Anak sindroma down membutuhkan perawatan medis yang sama seperti anak-anak lain,
misalnya imunisasi. Namun ada beberapa situasi yang membutuhkan perhatian khusus seperti:
sebagain besar anak Sindroma Down mengalami gangguan pendengaran, 40--45% mengalami
sakit jantung bawaan, kelainan pencernaan, kelainan mata berupa katarak, juling (strabismus),
mata minus dan mata plus. Meskipun kemungkinan kecil dapat disembuhkan, dengan penelitian
bidang biologi molekuler dapat dideteks dini dan terapi medis dapat dilakukan.
Hal yang lebih menggembirakan kini tersedia program intervensi dini berupa tempat pengasuhan
anak/ kelompok bermain dan berbagai strategi pendidikan khusus terintegrasi yang
memungkinkan anak lebih berpartisipasi aktif dalam kegiatan belajar.
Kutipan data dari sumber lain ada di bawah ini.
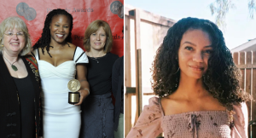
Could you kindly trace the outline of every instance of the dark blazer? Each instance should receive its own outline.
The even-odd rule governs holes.
[[[35,125],[36,135],[41,136],[42,112],[40,105],[40,78],[35,59],[31,56],[21,56],[26,67],[35,92]],[[15,83],[11,77],[0,54],[0,137],[20,138],[20,111]]]
[[[115,98],[113,112],[113,129],[116,130],[119,125],[121,105],[123,106],[122,107],[124,109],[124,103],[121,103],[121,96],[122,93],[124,93],[124,56],[116,60],[113,66],[112,91]]]

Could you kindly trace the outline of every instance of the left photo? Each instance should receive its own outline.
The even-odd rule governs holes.
[[[1,137],[123,138],[124,0],[2,5]]]

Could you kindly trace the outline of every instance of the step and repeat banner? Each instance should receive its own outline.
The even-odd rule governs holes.
[[[62,9],[73,17],[73,43],[83,49],[83,38],[89,24],[96,20],[107,21],[112,30],[112,53],[124,55],[124,0],[12,0],[2,1],[0,22],[19,16],[27,25],[32,44],[41,37],[47,14]]]

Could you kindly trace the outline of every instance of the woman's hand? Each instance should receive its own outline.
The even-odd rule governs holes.
[[[89,91],[86,89],[80,89],[79,90],[79,92],[80,93],[80,99],[79,102],[75,104],[76,106],[81,105],[84,101],[84,99],[85,99],[89,95]]]
[[[86,79],[87,68],[85,64],[77,65],[77,79],[80,82],[81,88],[79,92],[80,93],[79,102],[75,104],[76,106],[81,105],[83,101],[89,95],[90,86]]]

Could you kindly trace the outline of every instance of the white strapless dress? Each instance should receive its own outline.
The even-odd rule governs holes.
[[[78,138],[81,110],[80,106],[68,104],[67,83],[75,78],[76,64],[89,62],[85,53],[77,47],[73,60],[65,61],[58,66],[39,60],[38,49],[34,54],[43,89],[44,138]]]

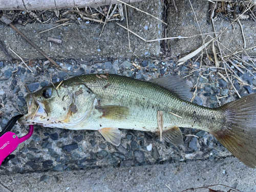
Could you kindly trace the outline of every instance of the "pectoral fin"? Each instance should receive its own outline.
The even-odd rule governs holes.
[[[101,117],[110,119],[120,120],[129,114],[129,109],[119,105],[97,106],[96,109],[102,112]]]
[[[160,136],[160,132],[156,133]],[[174,145],[181,145],[183,144],[182,133],[178,126],[174,126],[170,129],[163,131],[162,137],[168,143]]]
[[[118,129],[102,128],[98,131],[106,141],[116,146],[120,145],[121,133]]]

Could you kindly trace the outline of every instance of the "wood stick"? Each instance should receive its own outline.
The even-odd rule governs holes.
[[[1,1],[1,0],[0,0]],[[20,31],[19,31],[15,26],[12,24],[9,24],[10,26],[11,26],[14,30],[17,31],[17,32],[23,38],[25,39],[26,41],[27,41],[34,48],[36,49],[38,52],[41,53],[45,57],[46,57],[47,59],[48,59],[53,64],[53,65],[56,68],[59,68],[59,66],[56,63],[55,61],[52,60],[51,58],[48,57],[45,53],[42,52],[39,48],[36,46],[35,44],[34,44],[30,40],[29,40],[26,36],[25,36]]]

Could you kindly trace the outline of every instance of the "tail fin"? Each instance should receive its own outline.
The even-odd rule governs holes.
[[[256,166],[256,93],[221,107],[227,122],[212,133],[218,140],[245,164]]]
Dengan demikian
membawa pengaruh positif dalam kehidupan mereka sehari-hari. Penelitian membuktikan bahwa
intervensi dini, pengayaan lingkungan dan bantuan serta dukungan dari keluarga membawa
kemajuan yang berarti dibandingkan dengan anak yang tidak mengikuti program tersebut. Anak
sindroma down seperti anak yang lainnya bisa merasakan manfaat stimulasi sensoris, latihan
khusus yang melibatkan aktivitas motorik halus dan kasar, dan perkembangan kognitif.
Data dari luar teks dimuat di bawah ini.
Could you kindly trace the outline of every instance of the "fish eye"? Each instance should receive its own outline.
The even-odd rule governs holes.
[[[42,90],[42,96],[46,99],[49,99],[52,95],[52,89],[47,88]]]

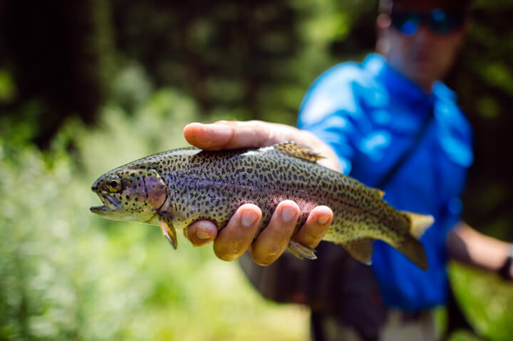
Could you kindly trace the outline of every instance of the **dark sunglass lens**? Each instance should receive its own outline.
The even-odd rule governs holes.
[[[420,17],[415,14],[392,14],[392,24],[405,34],[411,35],[417,32]]]

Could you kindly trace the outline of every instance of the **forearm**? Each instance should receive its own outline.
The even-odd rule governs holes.
[[[489,271],[498,271],[511,253],[511,244],[484,236],[460,221],[449,233],[450,256],[460,262]],[[509,276],[513,278],[513,266]]]

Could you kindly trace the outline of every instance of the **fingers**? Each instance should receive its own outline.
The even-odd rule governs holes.
[[[315,248],[329,229],[333,216],[333,211],[329,207],[318,206],[310,212],[304,226],[292,237],[292,240]]]
[[[196,221],[187,229],[187,237],[195,246],[207,244],[217,236],[217,227],[208,220]]]
[[[285,200],[280,202],[269,225],[260,234],[252,247],[253,261],[268,266],[285,251],[299,217],[297,204]]]
[[[261,220],[261,211],[253,204],[245,204],[237,210],[214,242],[214,252],[224,261],[234,261],[252,244]]]
[[[184,136],[191,145],[207,150],[261,147],[277,142],[278,127],[295,129],[261,121],[193,122],[185,126]]]

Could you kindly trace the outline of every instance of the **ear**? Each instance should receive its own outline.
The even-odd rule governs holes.
[[[390,43],[388,42],[388,31],[390,29],[390,18],[388,14],[382,13],[376,19],[376,52],[386,56],[390,50]]]

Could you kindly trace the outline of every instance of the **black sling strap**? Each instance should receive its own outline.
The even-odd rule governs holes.
[[[424,119],[420,129],[417,132],[417,134],[413,139],[413,142],[410,144],[406,150],[403,152],[403,154],[397,159],[397,161],[395,161],[395,163],[390,168],[390,169],[388,169],[385,175],[381,177],[381,180],[374,185],[375,188],[382,189],[385,187],[385,185],[388,184],[394,175],[395,175],[398,170],[399,170],[399,169],[405,164],[406,160],[411,157],[413,152],[418,147],[419,145],[420,145],[422,140],[424,140],[423,137],[425,135],[428,128],[430,125],[430,123],[434,117],[433,112],[431,110],[431,112],[430,112],[430,114]]]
Selanjutnya, sekolah dapat memberi anak dasar kehidupan lewat perkembangan ketrampilan
akademis dan fisik serta kemampuan sosial. Pengalaman yang didapat dari sekolah membantu
anak untuk mengembangkan rasa hormat pada diri sendiri dan kegembiraan. Sekolah sebaiknya
memberi kesempatan pada anak untuk berbagi rasa dan menjalin hubungan dengan orang lain
sehingga mampu menjadi warga negara yang produktif.
Saat remaja, sebaiknya diberikan pelatihan vokasional agar mereka mempelajari kebiasaan kerja
yang baik dan bisa membangun hubungan dengan rekan kerja. Konseling vokasional dan
pelatihan kerja yang tepat akan memberikan sumbangan yang berarti dan memberi perasaan
bermakna pada diri sendiri karena bisa menyumbang sesuatu untuk masyarakat.